House Committee, Public Health Experts Debate a Uniform Bioterror Response
Public health experts testified before the House Energy and Commerce investigations subcommittee yesterday, debating the merits of a uniform system to respond to biological or chemical attacks and asking lawmakers to increase funding for local and state authorities' response measures, the AP/Nando Times reports. Frank Young, former chief of the federal Office of Emergency Preparedness, told the subcommittee, "We've got to have a similar message, devised by experts, coordinated across the land; to do less is not appropriate." However, Dennis O'Leary, president of the Joint Commission on Accreditation of Healthcare Organizations, said, "We cannot assume one single model will work. [Bioterrorism] can happen anywhere, in large cities, in rural areas." Dr. Lew Stringer, medical director of North Carolina's Division of Emergency Management, said that under the current system each "city is allowed to do it the way they think is best for them," adding, "They do have the right to decide what's best for them."
More Money Needed
State and local officials testifying before the subcommittee yesterday also asked for additional money to train health workers, to protect workers from infections and to procure medicines to treat outbreaks. Lawmakers have proposed adding $1.4 billion to the $350 million currently in the budget for bioterrorism (McQueen, AP/Nando Times, 10/10). Dr. Donald Henderson, director of Johns Hopkins' Center for Civilian Biodefense Studies and recently appointed chair of a federal advisory commission on bioterrorism, told a Senate committee this week, "If we are to detect and rapidly identify a new health problem, public health officials must be available 24 hours a day, seven days a week, to take calls from clinicians reporting cases which may be suggestive of ... a bioweapons-related disease. This is not possible in most areas of the country" (Baer, Baltimore Sun, 10/11). Besides boosting resources for state and local public health systems, lawmakers are considering increased funding for water systems and firefighters. The Association of Metropolitan Water Agencies, which represents more than 140 large publicly owned water suppliers, yesterday asked for $5 billion to "rehabilitate water and sewage systems" out of security concerns. Groups representing firefighters are today expected to ask Congress to increase a $100 million all-purpose grant program for fire departments to $1 billion per year for five years. Many departments had used the grant program for emergency-response equipment and training. In addition, fire chiefs will ask for an additional 75,000 firefighters, expanded search-and-rescue programs, additional medical response teams and improved tracking of how hazardous materials are transported (Borenstein, Philadelphia Inquirer, 10/11).
Using Newer Tests
As federal, state and local officials debate how to prepare for potential chemical or biological attacks, state public health laboratories, with the CDC's assistance, are "scrambling" to make use of high-tech lab equipment that can more quickly and precisely identify suspected infectious agents.

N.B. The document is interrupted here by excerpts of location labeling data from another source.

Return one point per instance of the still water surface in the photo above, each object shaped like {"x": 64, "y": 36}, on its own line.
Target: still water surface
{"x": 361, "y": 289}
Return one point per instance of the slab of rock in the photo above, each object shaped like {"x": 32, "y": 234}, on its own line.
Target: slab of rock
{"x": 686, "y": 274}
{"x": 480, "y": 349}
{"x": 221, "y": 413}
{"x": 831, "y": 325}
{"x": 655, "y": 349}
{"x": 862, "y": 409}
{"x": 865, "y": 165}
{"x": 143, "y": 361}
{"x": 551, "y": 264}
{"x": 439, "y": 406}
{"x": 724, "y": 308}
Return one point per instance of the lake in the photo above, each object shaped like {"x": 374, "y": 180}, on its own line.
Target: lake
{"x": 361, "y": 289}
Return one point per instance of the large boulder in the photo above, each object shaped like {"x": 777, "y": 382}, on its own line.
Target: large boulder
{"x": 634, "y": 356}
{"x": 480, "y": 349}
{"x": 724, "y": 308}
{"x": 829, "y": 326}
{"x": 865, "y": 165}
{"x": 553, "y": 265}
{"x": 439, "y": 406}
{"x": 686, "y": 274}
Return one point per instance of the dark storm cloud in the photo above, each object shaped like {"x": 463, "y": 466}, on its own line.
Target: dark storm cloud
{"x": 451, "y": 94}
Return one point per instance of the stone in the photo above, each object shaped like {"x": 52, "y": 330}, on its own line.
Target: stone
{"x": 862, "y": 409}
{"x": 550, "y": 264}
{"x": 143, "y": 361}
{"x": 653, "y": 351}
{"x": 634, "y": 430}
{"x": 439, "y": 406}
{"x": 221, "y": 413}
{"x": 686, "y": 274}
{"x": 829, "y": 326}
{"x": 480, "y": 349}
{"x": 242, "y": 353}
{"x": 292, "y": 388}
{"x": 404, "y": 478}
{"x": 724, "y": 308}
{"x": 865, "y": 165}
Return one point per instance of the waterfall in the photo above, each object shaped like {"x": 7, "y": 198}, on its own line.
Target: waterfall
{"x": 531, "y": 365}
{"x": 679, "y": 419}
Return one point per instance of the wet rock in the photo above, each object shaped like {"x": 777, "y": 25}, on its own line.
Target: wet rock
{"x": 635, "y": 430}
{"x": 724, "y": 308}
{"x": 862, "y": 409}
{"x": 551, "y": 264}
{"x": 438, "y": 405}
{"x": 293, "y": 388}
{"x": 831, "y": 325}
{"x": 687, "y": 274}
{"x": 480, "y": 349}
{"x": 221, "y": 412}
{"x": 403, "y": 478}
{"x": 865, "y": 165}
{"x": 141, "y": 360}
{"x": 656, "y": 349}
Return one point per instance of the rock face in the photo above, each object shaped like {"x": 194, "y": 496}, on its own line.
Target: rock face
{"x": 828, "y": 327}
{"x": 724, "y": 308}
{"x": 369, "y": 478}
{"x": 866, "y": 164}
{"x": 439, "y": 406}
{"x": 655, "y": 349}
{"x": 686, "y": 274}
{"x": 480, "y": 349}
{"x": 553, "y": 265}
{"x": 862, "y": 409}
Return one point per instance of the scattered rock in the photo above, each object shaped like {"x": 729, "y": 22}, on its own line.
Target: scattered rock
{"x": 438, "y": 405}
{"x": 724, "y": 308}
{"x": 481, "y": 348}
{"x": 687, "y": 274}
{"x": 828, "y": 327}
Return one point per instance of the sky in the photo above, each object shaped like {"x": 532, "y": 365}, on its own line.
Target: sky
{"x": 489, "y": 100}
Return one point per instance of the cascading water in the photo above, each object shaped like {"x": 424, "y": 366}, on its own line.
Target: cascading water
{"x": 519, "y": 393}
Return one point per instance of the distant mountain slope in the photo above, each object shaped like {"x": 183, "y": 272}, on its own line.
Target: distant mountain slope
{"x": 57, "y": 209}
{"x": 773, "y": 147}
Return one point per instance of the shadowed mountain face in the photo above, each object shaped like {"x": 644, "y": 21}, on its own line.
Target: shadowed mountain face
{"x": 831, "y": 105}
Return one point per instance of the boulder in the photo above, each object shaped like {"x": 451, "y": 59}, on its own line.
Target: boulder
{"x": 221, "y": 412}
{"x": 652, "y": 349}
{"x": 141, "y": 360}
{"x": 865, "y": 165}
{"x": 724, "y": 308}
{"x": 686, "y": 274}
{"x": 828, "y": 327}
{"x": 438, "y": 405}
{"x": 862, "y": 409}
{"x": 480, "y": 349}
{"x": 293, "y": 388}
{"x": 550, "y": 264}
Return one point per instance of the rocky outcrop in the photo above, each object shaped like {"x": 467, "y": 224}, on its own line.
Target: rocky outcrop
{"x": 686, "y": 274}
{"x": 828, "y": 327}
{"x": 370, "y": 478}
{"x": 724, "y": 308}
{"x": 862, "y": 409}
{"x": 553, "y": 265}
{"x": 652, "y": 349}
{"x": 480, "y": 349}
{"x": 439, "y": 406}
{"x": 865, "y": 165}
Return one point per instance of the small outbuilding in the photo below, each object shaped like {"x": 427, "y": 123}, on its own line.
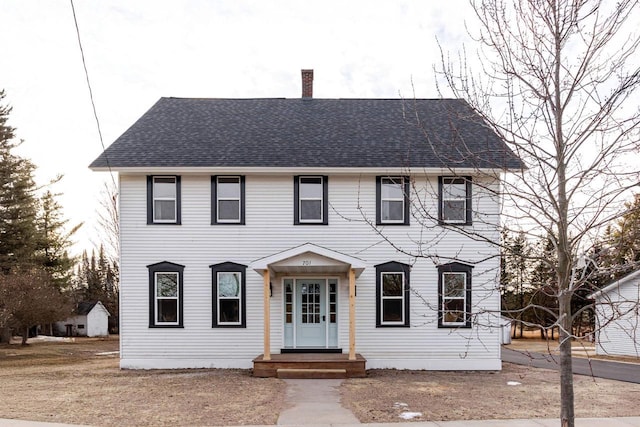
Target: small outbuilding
{"x": 91, "y": 319}
{"x": 617, "y": 317}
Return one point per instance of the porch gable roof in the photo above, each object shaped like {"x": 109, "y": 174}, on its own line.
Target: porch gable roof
{"x": 309, "y": 258}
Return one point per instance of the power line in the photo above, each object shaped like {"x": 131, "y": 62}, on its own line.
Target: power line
{"x": 93, "y": 105}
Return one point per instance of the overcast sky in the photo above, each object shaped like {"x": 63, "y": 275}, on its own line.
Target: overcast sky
{"x": 139, "y": 51}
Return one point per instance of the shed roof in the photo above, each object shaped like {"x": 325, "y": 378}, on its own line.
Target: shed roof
{"x": 308, "y": 132}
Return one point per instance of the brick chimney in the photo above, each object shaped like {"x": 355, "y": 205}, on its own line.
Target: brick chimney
{"x": 307, "y": 83}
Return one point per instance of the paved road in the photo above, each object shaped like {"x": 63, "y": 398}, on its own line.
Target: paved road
{"x": 629, "y": 372}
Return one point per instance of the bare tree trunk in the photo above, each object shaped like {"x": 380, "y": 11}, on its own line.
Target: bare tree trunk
{"x": 5, "y": 335}
{"x": 567, "y": 415}
{"x": 25, "y": 335}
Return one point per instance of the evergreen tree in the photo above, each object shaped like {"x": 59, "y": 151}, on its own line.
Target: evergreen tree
{"x": 34, "y": 265}
{"x": 54, "y": 241}
{"x": 97, "y": 280}
{"x": 18, "y": 203}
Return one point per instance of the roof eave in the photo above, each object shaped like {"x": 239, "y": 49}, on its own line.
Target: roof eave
{"x": 151, "y": 170}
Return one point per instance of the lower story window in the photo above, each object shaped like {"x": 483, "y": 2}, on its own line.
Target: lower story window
{"x": 392, "y": 292}
{"x": 454, "y": 295}
{"x": 165, "y": 294}
{"x": 228, "y": 294}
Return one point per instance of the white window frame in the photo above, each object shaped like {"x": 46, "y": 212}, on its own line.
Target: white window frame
{"x": 239, "y": 199}
{"x": 383, "y": 298}
{"x": 174, "y": 199}
{"x": 300, "y": 199}
{"x": 156, "y": 298}
{"x": 402, "y": 198}
{"x": 445, "y": 298}
{"x": 447, "y": 181}
{"x": 239, "y": 298}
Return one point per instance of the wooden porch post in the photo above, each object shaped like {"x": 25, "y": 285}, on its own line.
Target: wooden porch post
{"x": 267, "y": 315}
{"x": 352, "y": 314}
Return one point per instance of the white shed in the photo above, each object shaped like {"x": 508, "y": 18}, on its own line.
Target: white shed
{"x": 617, "y": 317}
{"x": 91, "y": 319}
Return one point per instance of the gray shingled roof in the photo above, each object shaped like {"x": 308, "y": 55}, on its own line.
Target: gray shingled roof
{"x": 277, "y": 132}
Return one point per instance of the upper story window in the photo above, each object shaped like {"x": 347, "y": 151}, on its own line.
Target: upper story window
{"x": 163, "y": 200}
{"x": 454, "y": 295}
{"x": 392, "y": 292}
{"x": 227, "y": 200}
{"x": 165, "y": 295}
{"x": 455, "y": 200}
{"x": 310, "y": 205}
{"x": 392, "y": 200}
{"x": 228, "y": 291}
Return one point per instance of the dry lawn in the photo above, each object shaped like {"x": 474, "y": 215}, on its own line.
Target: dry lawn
{"x": 73, "y": 383}
{"x": 68, "y": 382}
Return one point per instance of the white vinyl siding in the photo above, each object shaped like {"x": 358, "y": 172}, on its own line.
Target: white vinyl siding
{"x": 269, "y": 229}
{"x": 618, "y": 321}
{"x": 392, "y": 200}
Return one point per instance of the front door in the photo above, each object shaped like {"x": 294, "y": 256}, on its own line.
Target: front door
{"x": 311, "y": 319}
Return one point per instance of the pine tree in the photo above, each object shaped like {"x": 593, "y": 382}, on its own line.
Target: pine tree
{"x": 54, "y": 242}
{"x": 18, "y": 203}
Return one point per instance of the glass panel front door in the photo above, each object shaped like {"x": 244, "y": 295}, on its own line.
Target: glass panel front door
{"x": 311, "y": 316}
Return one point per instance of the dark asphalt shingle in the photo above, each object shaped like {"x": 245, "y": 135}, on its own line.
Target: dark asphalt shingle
{"x": 278, "y": 132}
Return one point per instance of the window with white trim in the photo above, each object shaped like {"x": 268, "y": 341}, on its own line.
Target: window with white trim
{"x": 455, "y": 200}
{"x": 163, "y": 200}
{"x": 454, "y": 295}
{"x": 228, "y": 295}
{"x": 392, "y": 200}
{"x": 165, "y": 294}
{"x": 311, "y": 205}
{"x": 227, "y": 196}
{"x": 392, "y": 292}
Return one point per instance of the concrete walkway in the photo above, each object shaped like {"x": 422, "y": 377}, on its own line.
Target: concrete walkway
{"x": 314, "y": 402}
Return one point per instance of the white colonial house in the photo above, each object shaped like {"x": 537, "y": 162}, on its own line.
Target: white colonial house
{"x": 617, "y": 317}
{"x": 279, "y": 230}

These so-called molecular-test systems use antibody and DNA "probes" to detect suspected bioagents. By contrast, conventional techniques, which still are widely used in public health laboratories around the United States, are more "complex and time-consuming," involving filtering extraneous matter from samples and then culturing present bacteria. Conventional laboratory techniques were used to confirm that Bob Stevens, the Florida man who contracted anthrax and died last week, was infected with the bacteria. Those tests took nearly 24 hours, while the newer systems can provide a "more sensitive and speedier identification of infectious agents" within an hour or two. The CDC is working to "validate" the newer tests in potential bioterrorism cases, as well as to develop uniform guidelines for the new instruments and to supply state labs with kits of biological reagents needed to identify bioagents (Hamilton, Wall Street Journal, 10/11).